Шерифская империя представляла собой федерацию племен, управляемую, или, скорее, эксплуатируемую, центральным органом, махзеном, с его военными племенами (племена гиш), освобождаемыми от налогов и наделяемыми землями, с его министрами, чиновниками, правителями и дворцовыми корпорациями. С тех пор имелось два Марокко: официальное Марокко (биляд аль-махзен), включавшее земли мусульманской общины, подлежащие обложению поземельным налогом, занятые арабскими племенами и управляемые непосредственно махзеном, и независимое Марокко (биляд ас-сиба), не только избавившееся от эффективной власти султана, но и всегда готовое посягнуть на «биляд аль-махзен». Впрочем, во времена аль-Мансура соперничество между этими двумя частями Марокко еще не проявлялось открыто, как в более поздний период. Вследствие осмотрительности султана, его престижа и силы его армии оно почти всегда было скрыто.
Как и его брат аль-Галиб, султан украсил Марракеш, который вновь обрел великолепие альмохадских времен. Для своих построек он привлекал рабочих из разных стран, даже из Европы, а также квалифицированных специалистов, и покупал итальянский мрамор, расплачиваясь за него сахаром. После победы на аль-Махазине он начал строительство дворца Бади, которое длилось пятнадцать лет. Этот дворец, полностью разрушенный Мулай Исмаилом, возвышался за стенами саадийской касбы. Для большего великолепия было вырыто несколько водоемов, выложенных керамическими плитками, над которыми возвышались раковины и которые были окружены цветочными клумбами и богатыми беседками. Проведенные недавно работы позволяют получить довольно правильное представление о планировке и пропорциях этого дворца; он был, несомненно, очень красив. По-видимому, при аль-Мансуре на священной земле, где покоились его предки, рядом с могилой марабута аль-Джазули, была построена кубба в восточной части саадийского некрополя, куда он перенес останки своей матери.

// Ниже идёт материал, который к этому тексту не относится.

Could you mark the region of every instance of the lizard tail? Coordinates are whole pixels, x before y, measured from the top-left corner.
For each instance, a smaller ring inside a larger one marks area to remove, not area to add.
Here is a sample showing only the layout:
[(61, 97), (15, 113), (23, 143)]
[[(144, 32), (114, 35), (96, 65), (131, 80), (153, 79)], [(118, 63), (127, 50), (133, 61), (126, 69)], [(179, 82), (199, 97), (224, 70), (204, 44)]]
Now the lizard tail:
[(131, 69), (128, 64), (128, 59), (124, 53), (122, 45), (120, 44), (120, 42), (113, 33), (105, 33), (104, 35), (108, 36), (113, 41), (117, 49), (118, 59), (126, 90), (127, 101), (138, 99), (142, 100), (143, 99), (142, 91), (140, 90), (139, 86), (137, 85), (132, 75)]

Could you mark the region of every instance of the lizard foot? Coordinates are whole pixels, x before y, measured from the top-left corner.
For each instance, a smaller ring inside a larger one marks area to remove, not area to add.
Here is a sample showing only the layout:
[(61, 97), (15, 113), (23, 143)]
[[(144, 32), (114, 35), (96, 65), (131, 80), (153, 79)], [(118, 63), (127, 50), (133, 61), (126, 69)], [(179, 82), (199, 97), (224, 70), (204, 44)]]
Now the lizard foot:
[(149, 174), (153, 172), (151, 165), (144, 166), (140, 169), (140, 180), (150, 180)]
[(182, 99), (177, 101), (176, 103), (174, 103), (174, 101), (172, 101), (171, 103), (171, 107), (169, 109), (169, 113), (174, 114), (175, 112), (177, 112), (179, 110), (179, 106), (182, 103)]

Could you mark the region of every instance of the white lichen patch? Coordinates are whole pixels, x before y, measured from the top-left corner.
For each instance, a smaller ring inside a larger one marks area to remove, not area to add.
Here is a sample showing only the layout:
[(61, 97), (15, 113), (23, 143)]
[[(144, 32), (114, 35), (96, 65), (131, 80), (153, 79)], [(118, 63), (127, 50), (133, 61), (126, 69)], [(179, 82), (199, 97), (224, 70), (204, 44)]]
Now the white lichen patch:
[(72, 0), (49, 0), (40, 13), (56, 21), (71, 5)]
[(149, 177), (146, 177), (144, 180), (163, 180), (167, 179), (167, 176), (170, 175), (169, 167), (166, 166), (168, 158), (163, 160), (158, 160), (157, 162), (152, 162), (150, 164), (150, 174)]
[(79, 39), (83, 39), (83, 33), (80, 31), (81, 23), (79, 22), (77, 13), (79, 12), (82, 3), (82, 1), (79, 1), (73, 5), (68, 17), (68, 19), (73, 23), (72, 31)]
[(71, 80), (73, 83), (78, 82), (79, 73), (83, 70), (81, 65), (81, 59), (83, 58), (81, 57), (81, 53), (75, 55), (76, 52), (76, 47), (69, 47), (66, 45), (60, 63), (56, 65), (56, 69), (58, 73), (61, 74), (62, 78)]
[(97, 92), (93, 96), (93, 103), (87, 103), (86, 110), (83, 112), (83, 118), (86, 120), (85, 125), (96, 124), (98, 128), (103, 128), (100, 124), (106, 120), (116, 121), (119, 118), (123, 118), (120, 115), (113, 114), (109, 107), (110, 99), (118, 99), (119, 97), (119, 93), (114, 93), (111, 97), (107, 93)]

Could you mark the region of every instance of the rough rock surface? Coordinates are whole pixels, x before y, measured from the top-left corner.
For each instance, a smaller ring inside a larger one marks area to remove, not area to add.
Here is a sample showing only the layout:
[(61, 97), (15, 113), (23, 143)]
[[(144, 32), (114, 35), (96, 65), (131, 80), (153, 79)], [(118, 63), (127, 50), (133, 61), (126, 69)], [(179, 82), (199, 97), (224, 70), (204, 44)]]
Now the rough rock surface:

У султана был блестящий двор, где он с большой пышностью принимал иностранцев. Здесь можно было видеть влиятельных ренегатов, еврейских финансистов, христианских купцов, иностранных послов и доверенных лиц шерифа, одновременно являвшихся политическими миссионерами, деловыми людьми, а зачастую и сводниками. Особенный блеск придавался религиозным праздникам. Их распорядок был совершенно аналогичен тому, какой можно еще наблюдать в Марокко. Церемониал представления европейских послов и расточительность аль-Мансура поражали воображение. В 1579 году испанец Хуан де Медина прибыл с большой пышностью во дворец, где ему оказывали почести сто вооруженных алебардами воинов, мохазни в украшенных перьями шапочках и одетые по-турецки ренегаты. Султан, восседавший на шелковых подушках в зале, украшенном парчой и коврами, где находились восемь каидов и два черных прислужника, принял его с изысканной вежливостью, явно наслаждаясь установленным им этикетом.
Завоевание Судана.
Аль-Мансур, который на своих приемах руководствовался восточным протоколом, заимствовал у турок и их военную организацию. Он даже поручил им обучение своей пестрой армии, состоявшей из ренегатов, андалусцев, негров, кабилов и выходцев из Османской империи. Поход на Судан он возложил на отряд, почти полностью укомплектованный ренегатами и христианами.С тех пор как альморавиды свергли языческих властителей Ганы и исламизировали правящие классы западного Судана (XI век), между Марокко и негритянскими странами установились тесные связи. Мандингские государи Верхнего Нигера поддерживали постоянные дипломатические отношения с султанами и обменивались с ними подарками. Когда их вытеснили сонгаи восточного Нигера (конец XV века), Марокко в течение почти ста лет проводило интеллектуальную и религиозную колонизацию Судана, посылая туда ученых и благочестивых миссионеров. При династии Аския, правившей в Гао (1493–1591 годы), магрибская цивилизация утвердилась в городах Уалата, Томбукту, Дженне и Гао.